Nigeria, U.S. Visa Fees Spat: Matters Arising

U.S. President Donald Trump

As a nation in dire need of jobs for its teeming population and foreign funds for national development, Nigeria has no business demanding any visa fees from visitors to the country – if only we understand the dynamics of the global neo-liberal economic system.
Nigeria’s recent humiliating capitulation over visa fees under the pressure of diplomatic reciprocity from the United States (U.S) would not have occurred in the first place therefore, if our foreign policy makers have realized that the current model is outdated and counter-productive to our national interest and the nation-building agenda – even if it appears to be the default in international diplomacy.
Nevertheless, that incident presents a prime opportunity to reset Nigeria’s diplomatic relations with the world on a better, mutually beneficial template.

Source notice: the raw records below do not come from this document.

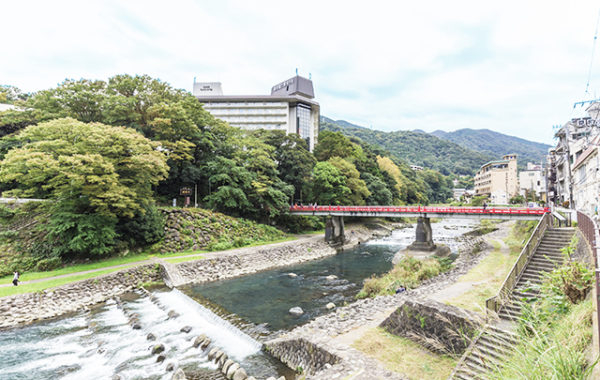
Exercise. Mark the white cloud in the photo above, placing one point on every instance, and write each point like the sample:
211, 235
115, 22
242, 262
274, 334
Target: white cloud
515, 67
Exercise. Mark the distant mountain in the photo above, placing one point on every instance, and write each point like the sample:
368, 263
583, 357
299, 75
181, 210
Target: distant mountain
496, 144
416, 148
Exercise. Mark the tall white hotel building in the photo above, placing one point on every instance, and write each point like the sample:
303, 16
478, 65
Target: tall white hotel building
290, 107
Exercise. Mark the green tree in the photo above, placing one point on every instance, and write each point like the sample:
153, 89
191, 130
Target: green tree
329, 185
380, 194
294, 161
358, 189
334, 144
94, 175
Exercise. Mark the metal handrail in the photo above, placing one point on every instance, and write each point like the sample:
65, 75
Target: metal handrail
589, 229
494, 303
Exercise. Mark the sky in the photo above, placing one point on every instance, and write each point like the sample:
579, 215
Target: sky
515, 67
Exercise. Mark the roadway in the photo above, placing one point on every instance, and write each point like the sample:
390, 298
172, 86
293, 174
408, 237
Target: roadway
507, 213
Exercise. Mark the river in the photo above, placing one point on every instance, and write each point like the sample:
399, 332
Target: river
235, 314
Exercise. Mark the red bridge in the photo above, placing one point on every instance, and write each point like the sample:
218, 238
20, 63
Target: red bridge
334, 229
423, 211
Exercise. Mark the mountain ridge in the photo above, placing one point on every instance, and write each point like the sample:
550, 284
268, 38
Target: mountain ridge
461, 152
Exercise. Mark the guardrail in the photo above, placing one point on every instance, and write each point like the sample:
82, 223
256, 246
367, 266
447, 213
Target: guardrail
589, 229
425, 209
495, 303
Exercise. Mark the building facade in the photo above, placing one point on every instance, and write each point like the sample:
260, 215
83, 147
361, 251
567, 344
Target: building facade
533, 181
574, 138
289, 107
498, 180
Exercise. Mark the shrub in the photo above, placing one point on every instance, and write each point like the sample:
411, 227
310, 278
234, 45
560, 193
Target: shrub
48, 264
80, 234
145, 228
6, 213
409, 272
571, 281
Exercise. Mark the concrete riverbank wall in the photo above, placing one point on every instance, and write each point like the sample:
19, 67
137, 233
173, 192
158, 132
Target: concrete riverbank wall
26, 308
50, 303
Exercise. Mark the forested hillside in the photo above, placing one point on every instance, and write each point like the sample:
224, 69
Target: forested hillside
417, 148
497, 144
106, 153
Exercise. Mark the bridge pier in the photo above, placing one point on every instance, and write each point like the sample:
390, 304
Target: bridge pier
334, 230
424, 240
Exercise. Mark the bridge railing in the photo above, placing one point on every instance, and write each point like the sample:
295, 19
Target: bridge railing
495, 303
589, 229
424, 209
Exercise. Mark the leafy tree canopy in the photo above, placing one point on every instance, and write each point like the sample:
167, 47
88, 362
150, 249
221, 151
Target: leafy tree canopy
112, 169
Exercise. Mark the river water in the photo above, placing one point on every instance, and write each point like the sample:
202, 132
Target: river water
99, 343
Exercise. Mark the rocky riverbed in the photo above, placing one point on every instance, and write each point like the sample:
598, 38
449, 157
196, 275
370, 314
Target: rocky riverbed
324, 332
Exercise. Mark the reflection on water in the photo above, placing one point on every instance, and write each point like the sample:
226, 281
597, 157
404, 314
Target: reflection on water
101, 343
266, 297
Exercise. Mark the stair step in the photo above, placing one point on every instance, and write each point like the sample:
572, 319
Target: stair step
524, 294
478, 364
497, 351
482, 355
500, 336
468, 373
531, 279
541, 262
508, 317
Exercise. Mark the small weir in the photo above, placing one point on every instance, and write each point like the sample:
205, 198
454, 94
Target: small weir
264, 299
102, 342
115, 340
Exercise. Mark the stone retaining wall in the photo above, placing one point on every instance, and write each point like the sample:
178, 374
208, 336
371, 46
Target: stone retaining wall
302, 355
439, 327
31, 307
245, 261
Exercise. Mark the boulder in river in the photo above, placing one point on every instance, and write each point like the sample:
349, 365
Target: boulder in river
179, 375
199, 340
240, 374
158, 348
212, 353
231, 370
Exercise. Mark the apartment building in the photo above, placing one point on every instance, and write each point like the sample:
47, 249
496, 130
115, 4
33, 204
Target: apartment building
289, 107
574, 138
533, 181
498, 180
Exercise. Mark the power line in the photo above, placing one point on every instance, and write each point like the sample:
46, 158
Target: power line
587, 86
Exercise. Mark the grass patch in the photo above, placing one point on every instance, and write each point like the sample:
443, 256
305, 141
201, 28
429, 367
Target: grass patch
38, 286
519, 235
558, 351
404, 356
176, 260
122, 260
485, 279
409, 272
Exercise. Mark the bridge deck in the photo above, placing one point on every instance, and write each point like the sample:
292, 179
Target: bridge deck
423, 211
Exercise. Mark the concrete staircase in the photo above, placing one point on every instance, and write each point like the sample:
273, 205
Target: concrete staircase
494, 344
546, 257
486, 353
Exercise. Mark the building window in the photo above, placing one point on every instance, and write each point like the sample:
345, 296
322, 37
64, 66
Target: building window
304, 126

In our view, Nigeria should give only three conditions to all visitors: One, get a security clearance from your home government. Two, book and pay in full for your hotel accommodation, online, before leaving your country of origin for Nigeria. And three, travel to Nigeria with at least $5,000 (Five thousand United States dollars only) per week and for every week you plan to spend in Nigeria, either cash or already wired to Nigeria – and get your visa at any port of entry to Nigeria after meeting these requirements.
All monies wired upfront and cash carried by visitors should be changed into Naira at Nigerian bank’s branches domiciled at all ports of entry and loaded on an automated teller machine (ATM) card for visitors’ use as Nigerians do at ATMs and point-of-sale terminals (POS).
Cash requirement threshold should be higher for immigrants and investors.
This innovative rejig of the Nigerian visa issuance system should save the country huge overhead expended on visa officials around the world; improve our cache or inflow of forex directly to Nigeria’s coffers at home; ease travels and inflow of Foreign Direct Investments to our country, among other ancillary benefits to the Nigerian economy.
We urge President Muhammadu Buhari to direct the Ministry of Foreign Affairs to liaise with other relevant agencies to reappraise the nation’s current visa issuance regime and come up with a new system in line with the inventive proposition herein enunciated in brief.